SL: It's hard to pick one, but my favourite climbing plant for full sun at this time is sweet pea (Lathyrus odoratus). I love their delicate colours, ease of culture and unmistakable scent, which evokes memories of my mother's garden. Come to think of it, I think sweet peas were the gateway plant that got me hooked on gardening! If you have a shady spot or a north facing wall, my preference is the Japanese hydrangea vine (Schizophragma hydrangeoides). This species is very similar to the climbing hydrangea however, their showy sterile florets around the flower clusters have only one large sepal as opposed to four. This species is hardy to Zone 6 and sometimes down to Zone 5 in a protected spot. The dark blue green leaves with a silvery cast and masses of white flowers produced in midsummer merit close observation. Ask me again in a few weeks and the answer may be different; there are so many climbing plant species with different uses, it is hard to pick a favourite.

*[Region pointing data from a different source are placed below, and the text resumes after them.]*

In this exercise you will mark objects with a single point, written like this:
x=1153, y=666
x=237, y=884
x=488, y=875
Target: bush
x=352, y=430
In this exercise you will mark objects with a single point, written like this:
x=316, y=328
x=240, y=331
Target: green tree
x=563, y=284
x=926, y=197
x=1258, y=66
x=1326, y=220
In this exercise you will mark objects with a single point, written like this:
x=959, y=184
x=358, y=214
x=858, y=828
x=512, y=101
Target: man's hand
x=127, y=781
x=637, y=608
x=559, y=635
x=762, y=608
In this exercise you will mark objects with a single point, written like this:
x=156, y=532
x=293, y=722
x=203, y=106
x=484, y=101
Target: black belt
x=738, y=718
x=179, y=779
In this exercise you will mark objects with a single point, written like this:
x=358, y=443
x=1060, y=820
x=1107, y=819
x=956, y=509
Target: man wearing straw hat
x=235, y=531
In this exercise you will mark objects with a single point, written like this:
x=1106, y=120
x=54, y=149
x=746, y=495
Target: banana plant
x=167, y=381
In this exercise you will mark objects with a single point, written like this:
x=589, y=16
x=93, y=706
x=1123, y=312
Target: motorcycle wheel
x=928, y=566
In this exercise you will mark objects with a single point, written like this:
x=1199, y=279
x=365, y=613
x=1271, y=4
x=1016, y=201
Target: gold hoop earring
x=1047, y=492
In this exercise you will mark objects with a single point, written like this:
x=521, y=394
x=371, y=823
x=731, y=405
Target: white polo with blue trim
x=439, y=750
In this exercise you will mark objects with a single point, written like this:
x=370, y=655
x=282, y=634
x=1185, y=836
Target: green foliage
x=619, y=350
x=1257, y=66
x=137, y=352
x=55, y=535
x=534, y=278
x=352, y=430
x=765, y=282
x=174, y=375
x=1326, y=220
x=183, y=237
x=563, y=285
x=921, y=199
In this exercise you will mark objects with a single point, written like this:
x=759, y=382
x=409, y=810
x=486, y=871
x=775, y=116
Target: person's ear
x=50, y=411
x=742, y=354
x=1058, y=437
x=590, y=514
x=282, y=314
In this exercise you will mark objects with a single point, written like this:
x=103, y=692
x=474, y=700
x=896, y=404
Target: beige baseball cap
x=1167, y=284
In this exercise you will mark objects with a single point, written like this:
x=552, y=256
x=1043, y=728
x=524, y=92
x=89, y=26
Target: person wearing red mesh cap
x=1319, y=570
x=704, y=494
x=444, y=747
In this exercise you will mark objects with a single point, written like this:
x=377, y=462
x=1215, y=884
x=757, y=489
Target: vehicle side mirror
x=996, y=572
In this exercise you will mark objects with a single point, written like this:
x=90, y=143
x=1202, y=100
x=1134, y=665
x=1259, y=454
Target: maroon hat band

JP: It can depend on the day as to which vine I appreciate the most. One day it could be the Dutchman's pipe (Aristolochia tomentosa), an easy-to-grow twining species with unique flowers and a larval host plant for the pipevine swallowtail butterfly. The next day, it could be the silver tinted foliage and exquisite hydrangea-like flowers of the Japanese hydrangea vine (Schizophragma hydrangeoides). Most recently, I fell in love with a clematis with the cultivar name 'My Angel'. This clematis features masses of reddish-brown flower buds, opening to yellow on the inside, and followed by masses of silky seed heads. Ultimately, since I am a big fan of craft beer, I would have to say that hops (Humulus lupulus) is my favourite vine. Not only do they produce a delicious ingredient in the beer I consume, hops are amazing in that they grow quickly and look attractive when trained to grow vertically in the hopyard.